‘SMEs have options to raise capital’

January 11, 2015 12:00 am | Updated 11:30 am IST - COIMBATORE:

Chitra Ramakrishna, Managing Director and CEO of National Stock Exchange India Pvt Ltd., speaking at a session on ‘Enigma of Funding’ in Coimbatore, on Saturday.- Photo:K.Ananthan

Chitra Ramakrishna, Managing Director and CEO of National Stock Exchange India Pvt Ltd., speaking at a session on ‘Enigma of Funding’ in Coimbatore, on Saturday.- Photo:K.Ananthan

Small and medium-scale enterprises (SMEs) in the country now have options and possibilities to raise capital from the market or to provide exit option to a large investor in their firm and the National Stock Exchange (NSE), which has launched the Emerge platform for the SMEs, is looking at providing a range of financial products for this sector, according to Chitra Ramakrishna, managing director and chief executive officer, of the NSE.

Ms. Ramakrishna was here on Saturday to speak at a meeting on “Enigma of Funding” organised by the Young Indians and Entrepreneurs Organisation.

The NSE started the Emerge platform for SMEs with equity. “We have broadened to currency offering. We want to build an ecosystem among our offerings to SMEs,” she said. It includes currency, debt, and interest rate hedging. “We believe that comprehensive engagement with SMEs will bring down the financial cost for SMEs.”

Ms. Ramakrishna said that while there was diversity among SMEs, their problems were “common and recognisable.” There were very few firms that were able to raise money from the market, awareness among these units on the opportunities to fund differently was close to nil and most of them wanted to focus on their core business. They were apprehensive that the cost to raise funds from the market would be high.

The NSE had been experimenting with some solutions on the Emerge platform for the last two years. In an effort to reduce the cost of raising funds, it used the broker members and existing infrastructure of the exchange. Usually, huge amount spent on raising capital was to convince institutional investors. As an exchange, the NSE reached out to PSU banks and institutions that funded SMEs and had come out with a format of due diligence for potential companies.

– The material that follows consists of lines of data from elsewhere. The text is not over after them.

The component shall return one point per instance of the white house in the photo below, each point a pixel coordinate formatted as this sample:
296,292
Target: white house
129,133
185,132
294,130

While credit rating was voluntary, it increased the willingness of banks and institutes to invest in companies that went in for the rating.

The platform focused on manufacturing companies as service sector firms were able to raise funds from different sources, she said.

In some SME clusters, the NSE had also encouraged and created merchant bankers who could understand the investors and enterprises in the region, she said.